Local leaders said the funding is essential for the VTA to jump-start its recovery process, resume light rail service and meet the most pressing needs of employees and their families after such a traumatic event.
"These funds for worker mental health support, relocation and retraining, and facility upgrades, are imperative to addressing the workforce's health and well-being, rebuilding regional transit, and preventing future workplace violence," Kalra said in a statement.
Early on May 26, a VTA employee shot and killed nine of his co-workers at a light rail facility in San Jose, before turning the gun on himself. Most of the victims were light rail drivers or engineers. Nearly 100 employees witnessed the massacre.
"A hundred people witnessed it directly or indirectly, 100 people were impacted and had to evacuate the site, hide, run out on rooftops and then, really, be put in a position where they're grieving," Cortese said. "They've lost their team, and they aren't really clear as to what safety measures have been put in place before they come back or what kind of assistance there is for them."
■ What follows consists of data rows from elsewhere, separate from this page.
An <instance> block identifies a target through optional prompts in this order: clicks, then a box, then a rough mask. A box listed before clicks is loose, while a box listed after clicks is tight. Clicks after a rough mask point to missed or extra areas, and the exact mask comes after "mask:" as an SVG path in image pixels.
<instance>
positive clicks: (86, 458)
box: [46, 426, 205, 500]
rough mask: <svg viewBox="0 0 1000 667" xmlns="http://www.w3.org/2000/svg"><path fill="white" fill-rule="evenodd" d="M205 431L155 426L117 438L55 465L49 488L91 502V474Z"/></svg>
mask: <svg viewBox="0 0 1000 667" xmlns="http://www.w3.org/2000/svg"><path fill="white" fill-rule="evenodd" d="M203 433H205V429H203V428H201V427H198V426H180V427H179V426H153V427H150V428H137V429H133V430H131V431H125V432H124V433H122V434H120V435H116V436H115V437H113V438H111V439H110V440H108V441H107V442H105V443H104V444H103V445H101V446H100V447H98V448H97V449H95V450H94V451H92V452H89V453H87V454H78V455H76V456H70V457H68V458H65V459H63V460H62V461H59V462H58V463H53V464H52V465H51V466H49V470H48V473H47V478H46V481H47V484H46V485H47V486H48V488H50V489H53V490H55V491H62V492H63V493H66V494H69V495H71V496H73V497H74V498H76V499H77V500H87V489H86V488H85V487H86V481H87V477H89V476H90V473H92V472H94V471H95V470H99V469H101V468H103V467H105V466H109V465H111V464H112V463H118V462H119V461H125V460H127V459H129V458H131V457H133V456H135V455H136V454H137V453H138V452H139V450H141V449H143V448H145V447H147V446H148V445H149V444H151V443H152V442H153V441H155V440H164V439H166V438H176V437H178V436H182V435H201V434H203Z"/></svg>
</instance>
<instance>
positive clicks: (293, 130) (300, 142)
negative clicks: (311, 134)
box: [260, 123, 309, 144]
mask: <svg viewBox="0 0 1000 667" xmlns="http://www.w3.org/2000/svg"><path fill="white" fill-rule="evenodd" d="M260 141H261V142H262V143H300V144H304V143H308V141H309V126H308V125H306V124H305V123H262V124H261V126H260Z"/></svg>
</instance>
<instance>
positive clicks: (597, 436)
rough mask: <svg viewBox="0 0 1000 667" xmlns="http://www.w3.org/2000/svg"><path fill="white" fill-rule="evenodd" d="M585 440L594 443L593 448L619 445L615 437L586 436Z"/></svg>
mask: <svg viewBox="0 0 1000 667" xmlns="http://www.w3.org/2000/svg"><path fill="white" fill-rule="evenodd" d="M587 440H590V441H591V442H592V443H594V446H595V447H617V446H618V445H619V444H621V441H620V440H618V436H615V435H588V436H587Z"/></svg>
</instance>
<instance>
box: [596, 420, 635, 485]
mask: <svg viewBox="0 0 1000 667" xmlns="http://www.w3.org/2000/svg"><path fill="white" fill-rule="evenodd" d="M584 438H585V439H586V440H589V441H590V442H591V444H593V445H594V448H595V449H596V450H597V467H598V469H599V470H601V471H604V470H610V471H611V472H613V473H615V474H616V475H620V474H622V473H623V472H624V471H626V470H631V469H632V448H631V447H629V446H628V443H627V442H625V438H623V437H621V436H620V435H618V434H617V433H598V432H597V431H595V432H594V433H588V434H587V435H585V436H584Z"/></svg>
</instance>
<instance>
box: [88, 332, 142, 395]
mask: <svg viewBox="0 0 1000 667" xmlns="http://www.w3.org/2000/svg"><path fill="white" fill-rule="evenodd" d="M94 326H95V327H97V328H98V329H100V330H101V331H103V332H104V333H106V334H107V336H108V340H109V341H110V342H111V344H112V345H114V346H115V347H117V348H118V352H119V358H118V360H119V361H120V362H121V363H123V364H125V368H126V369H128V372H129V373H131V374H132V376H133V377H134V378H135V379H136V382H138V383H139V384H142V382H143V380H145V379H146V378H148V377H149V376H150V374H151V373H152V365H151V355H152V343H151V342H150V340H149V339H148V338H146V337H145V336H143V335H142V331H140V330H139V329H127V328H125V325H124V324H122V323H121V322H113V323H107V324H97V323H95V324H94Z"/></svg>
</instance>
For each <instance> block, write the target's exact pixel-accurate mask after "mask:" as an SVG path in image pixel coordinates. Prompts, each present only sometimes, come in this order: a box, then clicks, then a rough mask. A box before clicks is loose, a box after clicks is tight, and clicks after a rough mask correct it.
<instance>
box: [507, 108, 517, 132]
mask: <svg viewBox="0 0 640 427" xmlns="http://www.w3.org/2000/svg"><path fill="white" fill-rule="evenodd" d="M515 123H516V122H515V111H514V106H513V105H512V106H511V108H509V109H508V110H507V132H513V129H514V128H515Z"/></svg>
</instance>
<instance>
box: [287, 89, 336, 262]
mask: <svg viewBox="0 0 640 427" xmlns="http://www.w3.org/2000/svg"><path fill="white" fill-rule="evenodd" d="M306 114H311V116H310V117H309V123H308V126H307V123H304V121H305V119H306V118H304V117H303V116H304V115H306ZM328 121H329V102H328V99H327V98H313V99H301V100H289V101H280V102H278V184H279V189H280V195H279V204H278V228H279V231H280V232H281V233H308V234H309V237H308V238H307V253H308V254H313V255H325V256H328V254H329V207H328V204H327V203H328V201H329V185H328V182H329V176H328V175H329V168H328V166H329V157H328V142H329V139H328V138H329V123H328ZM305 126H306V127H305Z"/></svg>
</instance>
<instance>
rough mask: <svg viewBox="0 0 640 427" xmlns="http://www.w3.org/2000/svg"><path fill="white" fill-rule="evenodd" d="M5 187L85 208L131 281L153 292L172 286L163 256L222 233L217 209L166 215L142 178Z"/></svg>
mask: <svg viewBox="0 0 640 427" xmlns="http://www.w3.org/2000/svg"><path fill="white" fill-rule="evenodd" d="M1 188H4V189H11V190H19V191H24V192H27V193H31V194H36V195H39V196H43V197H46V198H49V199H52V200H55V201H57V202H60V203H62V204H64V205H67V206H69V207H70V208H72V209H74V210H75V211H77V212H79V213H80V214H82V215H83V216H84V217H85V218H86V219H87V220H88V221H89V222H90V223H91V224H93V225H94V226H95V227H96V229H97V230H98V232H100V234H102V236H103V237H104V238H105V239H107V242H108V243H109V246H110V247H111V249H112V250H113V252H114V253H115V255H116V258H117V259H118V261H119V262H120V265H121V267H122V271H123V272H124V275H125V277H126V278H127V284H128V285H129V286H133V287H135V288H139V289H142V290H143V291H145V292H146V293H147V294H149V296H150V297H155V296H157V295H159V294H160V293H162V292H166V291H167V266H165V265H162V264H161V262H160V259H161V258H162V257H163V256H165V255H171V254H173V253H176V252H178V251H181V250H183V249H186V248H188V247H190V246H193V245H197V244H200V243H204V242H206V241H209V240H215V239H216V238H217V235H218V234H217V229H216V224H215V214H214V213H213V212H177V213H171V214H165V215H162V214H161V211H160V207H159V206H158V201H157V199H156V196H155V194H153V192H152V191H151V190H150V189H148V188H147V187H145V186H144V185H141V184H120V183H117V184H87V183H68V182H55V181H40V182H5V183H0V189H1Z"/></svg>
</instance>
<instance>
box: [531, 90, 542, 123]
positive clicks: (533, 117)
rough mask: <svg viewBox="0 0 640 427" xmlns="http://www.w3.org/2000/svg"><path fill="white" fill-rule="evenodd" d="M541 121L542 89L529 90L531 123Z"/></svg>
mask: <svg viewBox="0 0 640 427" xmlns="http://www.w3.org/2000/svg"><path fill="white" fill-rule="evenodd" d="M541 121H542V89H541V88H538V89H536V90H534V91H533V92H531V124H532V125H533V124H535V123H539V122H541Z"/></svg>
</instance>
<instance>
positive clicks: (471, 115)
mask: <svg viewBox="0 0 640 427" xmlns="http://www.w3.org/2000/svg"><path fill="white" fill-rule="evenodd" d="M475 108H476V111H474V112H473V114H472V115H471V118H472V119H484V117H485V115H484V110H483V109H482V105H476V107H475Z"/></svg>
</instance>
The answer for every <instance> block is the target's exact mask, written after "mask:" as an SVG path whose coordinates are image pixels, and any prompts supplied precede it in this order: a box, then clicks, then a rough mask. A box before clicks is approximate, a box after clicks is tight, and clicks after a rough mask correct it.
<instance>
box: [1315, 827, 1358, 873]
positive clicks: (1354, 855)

The funding would be used in part to provide grief counseling to employees who lost friends and co-workers, and to support staff who may want to be retrained and relocated.
"We lost members of our family — essential union employees that provided vital public transit service every day of this pandemic," said John Courtney, president of Amalgamated Transit Union Local 265. "This funding will go a long way as we work to build back our community."